Former Mp for Shama (Ghana parliament constituency)
- In office 7 January 2001 – 6 January 2009
- President: John Aygekum Kufuor
- Preceded by: Richard Dornu Nartey
- Succeeded by: Gabriel Kodwo Essilfie

Former Deputy Minister of Education, Youth and Sports
- In office March 2006 – January 2009
- Succeeded by: Samuel Okudzeto Ablakwa

Personal details
- Born: 8 February 1958
- Died: 26 January 2025 (aged 66)
- Party: New Patriotic Party
- Children: 3
- Education: University of Education, Winneba Ghana Institute of Management and Public Administration
- Occupation: Politician and Educationist

= Angelina Baiden-Amissah =

Ghanaian educationist and politician

Angelina Baiden-Amissah (born 8 February 1954) is a Ghanaian politician and a former member of parliament for the Shama constituency in the Western Region of Ghana.

== Early life and education ==

Baiden-Amissah was born in Shama, Ghana in the Western Region (Ghana) and attended Mfantsiman Girls' Senior High School for her high school diploma.

In 1991, she earned a Bachelor of Education Degree with focus on Home Economics & Integrated Science, from the University College of Education. She later obtained a Post Graduate Certificate in "Leaders in Development: Managing Political & Economic Change" from the Harvard University.

Baiden-Amissah also obtained an Executive Master in Business Administration (EMBA) from the Ghana Institute of Management and Public Administration and other certifications in Pedagogy and Early Childhood Development.

== Politics ==
Baiden-Amissah was a member of the 4th parliament of the 4th republic as a representative of the Shama constituency. She was also a member of the 3rd parliament of the 4th republic of Ghana.

Her Political Career begun in 2000 when she contested in the 2000 Ghanaian General elections as a parliamentary candidate on the ticket of the New Patriotic Party. She won the seat in the 2000 Ghanaian General elections with a total of 8,284 votes making 31% of the total votes cast. She contested again during the 2004 General elections and retained her seat with a total of 14,782 votes. She contested again in the 2008 elections and lost her seat to Gabriel Kodwo Essilfie of the National Democratic congress.

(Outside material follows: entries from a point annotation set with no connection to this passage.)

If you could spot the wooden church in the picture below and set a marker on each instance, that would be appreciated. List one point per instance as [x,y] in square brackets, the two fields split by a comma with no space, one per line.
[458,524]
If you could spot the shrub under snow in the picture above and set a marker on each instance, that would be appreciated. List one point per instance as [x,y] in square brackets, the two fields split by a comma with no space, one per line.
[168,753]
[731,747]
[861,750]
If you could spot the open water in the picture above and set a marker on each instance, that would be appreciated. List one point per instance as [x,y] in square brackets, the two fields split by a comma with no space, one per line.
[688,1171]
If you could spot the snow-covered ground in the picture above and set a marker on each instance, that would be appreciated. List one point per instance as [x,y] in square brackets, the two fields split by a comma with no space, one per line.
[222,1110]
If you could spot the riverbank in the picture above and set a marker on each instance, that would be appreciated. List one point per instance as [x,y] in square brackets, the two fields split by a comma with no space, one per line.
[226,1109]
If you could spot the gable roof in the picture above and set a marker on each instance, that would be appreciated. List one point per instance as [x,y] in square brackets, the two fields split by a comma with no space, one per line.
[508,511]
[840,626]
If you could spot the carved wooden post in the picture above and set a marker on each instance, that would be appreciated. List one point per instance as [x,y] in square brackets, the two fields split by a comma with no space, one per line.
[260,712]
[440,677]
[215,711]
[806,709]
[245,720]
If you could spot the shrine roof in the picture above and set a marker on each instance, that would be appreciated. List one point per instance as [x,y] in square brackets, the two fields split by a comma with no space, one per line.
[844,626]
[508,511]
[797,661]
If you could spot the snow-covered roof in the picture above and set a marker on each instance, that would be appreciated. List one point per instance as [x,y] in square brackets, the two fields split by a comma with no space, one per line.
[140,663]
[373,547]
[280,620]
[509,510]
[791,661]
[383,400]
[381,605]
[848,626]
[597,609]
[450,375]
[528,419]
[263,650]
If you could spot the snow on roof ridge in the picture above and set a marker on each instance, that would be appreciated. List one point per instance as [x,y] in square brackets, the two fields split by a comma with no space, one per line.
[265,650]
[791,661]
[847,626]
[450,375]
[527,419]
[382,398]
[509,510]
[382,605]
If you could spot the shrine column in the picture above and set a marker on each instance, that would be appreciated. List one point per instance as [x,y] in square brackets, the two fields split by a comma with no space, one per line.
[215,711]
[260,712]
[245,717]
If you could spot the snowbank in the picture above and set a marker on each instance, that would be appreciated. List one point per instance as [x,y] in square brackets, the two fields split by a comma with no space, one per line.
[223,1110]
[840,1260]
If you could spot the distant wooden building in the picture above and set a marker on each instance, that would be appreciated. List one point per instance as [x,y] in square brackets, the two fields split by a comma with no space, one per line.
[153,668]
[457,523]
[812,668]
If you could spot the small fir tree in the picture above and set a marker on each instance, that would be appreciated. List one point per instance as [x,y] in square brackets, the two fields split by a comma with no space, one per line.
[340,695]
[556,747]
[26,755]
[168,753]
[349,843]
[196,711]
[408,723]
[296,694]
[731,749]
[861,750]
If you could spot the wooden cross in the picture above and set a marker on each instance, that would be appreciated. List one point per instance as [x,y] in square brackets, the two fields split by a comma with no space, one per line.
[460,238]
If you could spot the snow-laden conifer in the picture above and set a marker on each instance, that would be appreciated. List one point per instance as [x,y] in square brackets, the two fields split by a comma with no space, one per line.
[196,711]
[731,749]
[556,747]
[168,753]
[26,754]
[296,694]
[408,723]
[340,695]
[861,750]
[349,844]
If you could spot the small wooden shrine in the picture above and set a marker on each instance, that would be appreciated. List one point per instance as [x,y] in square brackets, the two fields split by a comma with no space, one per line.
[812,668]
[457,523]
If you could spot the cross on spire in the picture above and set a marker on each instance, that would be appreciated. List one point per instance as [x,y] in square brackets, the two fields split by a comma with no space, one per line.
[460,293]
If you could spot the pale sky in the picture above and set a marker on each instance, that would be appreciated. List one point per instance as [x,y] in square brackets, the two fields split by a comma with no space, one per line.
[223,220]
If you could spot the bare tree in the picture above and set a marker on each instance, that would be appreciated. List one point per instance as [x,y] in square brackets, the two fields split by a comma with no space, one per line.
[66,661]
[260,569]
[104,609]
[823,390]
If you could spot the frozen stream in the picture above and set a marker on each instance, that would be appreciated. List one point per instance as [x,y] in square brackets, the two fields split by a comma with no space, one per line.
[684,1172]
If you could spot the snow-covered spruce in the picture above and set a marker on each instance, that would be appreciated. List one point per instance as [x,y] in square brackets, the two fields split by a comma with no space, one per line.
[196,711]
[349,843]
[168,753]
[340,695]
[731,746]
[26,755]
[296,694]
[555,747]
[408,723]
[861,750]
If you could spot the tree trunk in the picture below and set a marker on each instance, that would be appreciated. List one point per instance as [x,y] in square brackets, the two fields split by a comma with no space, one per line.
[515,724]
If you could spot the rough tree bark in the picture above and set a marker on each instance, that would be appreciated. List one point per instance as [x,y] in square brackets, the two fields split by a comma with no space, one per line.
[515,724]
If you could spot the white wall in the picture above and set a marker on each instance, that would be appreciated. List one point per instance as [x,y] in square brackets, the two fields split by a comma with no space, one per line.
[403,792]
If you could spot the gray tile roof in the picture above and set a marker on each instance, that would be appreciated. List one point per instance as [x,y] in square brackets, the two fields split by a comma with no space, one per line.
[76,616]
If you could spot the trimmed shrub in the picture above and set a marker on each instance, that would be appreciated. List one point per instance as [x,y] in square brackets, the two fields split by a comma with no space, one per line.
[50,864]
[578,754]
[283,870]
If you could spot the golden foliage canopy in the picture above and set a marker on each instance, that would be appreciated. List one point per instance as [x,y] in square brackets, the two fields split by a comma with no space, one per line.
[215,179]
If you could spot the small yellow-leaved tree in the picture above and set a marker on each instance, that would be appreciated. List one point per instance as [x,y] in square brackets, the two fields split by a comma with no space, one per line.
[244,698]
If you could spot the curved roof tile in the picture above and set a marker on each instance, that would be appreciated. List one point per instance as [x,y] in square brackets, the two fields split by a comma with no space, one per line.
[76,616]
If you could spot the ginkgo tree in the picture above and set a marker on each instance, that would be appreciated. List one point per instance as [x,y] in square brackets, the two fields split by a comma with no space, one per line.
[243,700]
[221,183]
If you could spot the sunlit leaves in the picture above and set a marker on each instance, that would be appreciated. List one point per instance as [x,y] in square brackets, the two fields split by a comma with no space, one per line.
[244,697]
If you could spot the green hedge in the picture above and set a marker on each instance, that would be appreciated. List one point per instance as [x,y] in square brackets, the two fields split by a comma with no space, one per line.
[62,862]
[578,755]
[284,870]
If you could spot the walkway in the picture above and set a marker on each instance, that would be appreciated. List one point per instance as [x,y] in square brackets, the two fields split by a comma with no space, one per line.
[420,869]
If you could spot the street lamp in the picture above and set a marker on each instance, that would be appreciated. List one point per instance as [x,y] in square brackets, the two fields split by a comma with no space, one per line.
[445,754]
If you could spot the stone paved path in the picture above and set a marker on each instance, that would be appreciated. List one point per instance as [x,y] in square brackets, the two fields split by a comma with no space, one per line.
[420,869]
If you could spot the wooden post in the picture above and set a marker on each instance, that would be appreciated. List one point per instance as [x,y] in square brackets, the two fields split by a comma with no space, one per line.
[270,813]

Between 2001 and 2005, she was appointed as Deputy Minister of Education, Youth and Sports under the John Kufuor's government.

== Ambassadorial role ==
In 2021, Baiden-Amissah was appointed as Ghana's ambassador to Holy See

In 2023, Baiden-Amissah was appointed as Ghana's ambassador to the Republic of Republic of Croatia, with residence in  Vatican City.

== Personal life ==
Baiden-Amissah is a Christian and married with three kids.

== Career ==
Baiden-Amissah was also a board member of the Ghana Cylinder manufacturing Company. She was also an educationist and a Deputy minister of Education, Science and Sports.